A growing percentage of Americans suffer from at least one chronic disease (approximately 45% as of 2018).1 The likelihood of medical conditions occurring increases with age, and as the life expectancy increases it is reasonable to expect that the overall number of patients with comorbidities will expand. The American Society of Anesthesiologists (ASA) Physical Status Classification, first introduced in 1941, was established as a tool for healthcare providers to better predict operative risk.2 Included as variables with which to assign accurate ASA classes are body mass index (BMI), current/former smoker, EtOH habits, diabetes, and hypertension.2
The association between increased ASA classification, BMI, operative time, and perioperative complications is well substantiated in the literature. Prospective and retrospective studies across various surgical procedures have documented a positive association between the duration of surgical procedures and complications, such as surgical site infection (SSI), venous thromboembolism (VTE), bleeding, hematoma formation, and necrosis. Patients with increased ASA Classification have been shown to have increased operative surgical time, which may thus lead to more perioperative complications.3 Additionally, individuals classified as ASA III and IV were found to have higher rates of both medical and technical complications, including myocardial infarction, wound infection, and nerve injury.4,5 Such findings have been attributed to the physical challenges of operating on medically complex individuals as well as their associated comorbidities, placing them at higher risk of cardiovascular and pulmonary events.4
Given the increasing rates of Americans with chronic diseases and the scarcity of clinical data on its impact on oral and maxillofacial surgical patients, further exploration of this topic is warranted.1 While the association of ASA Classification with surgical complications in maxillofacial procedures has been investigated in limited series, no prior studies have examined surgical operative time and perioperative complications of this group in large datasets. Additionally, no study has examined the association between increasing ASA classification, perioperative complications, and operative time in maxillofacial surgical procedures. Using a multi-institution dataset, the present study thus assessed the impact of ASA Classification on operative time and duration of hospitalization as well as rates of complication and readmission 30 days after the initial operation. The investigators hypothesized that patients with higher ASA Classification undergoing maxillofacial procedures were at a greater risk of perioperative complications, portending longer operative times and lengths of hospital stay.

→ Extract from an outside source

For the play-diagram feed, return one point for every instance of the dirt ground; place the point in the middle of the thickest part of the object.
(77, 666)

This was a retrospective cohort study using the 2012-2019 American College of Surgeons’ National Surgical Quality Improvement Program (ACS-NSQIP) database. In order to provide participating institutions the ability to identify areas of improvement, ACS-NSQIP collects patient and operative data from over 700 institutions, representing approximately 11.5% of US hospitals. Due to the de-identified nature of this dataset, the study was deemed exempt by the UCLA Institutional Review Board (IRB #22-000256).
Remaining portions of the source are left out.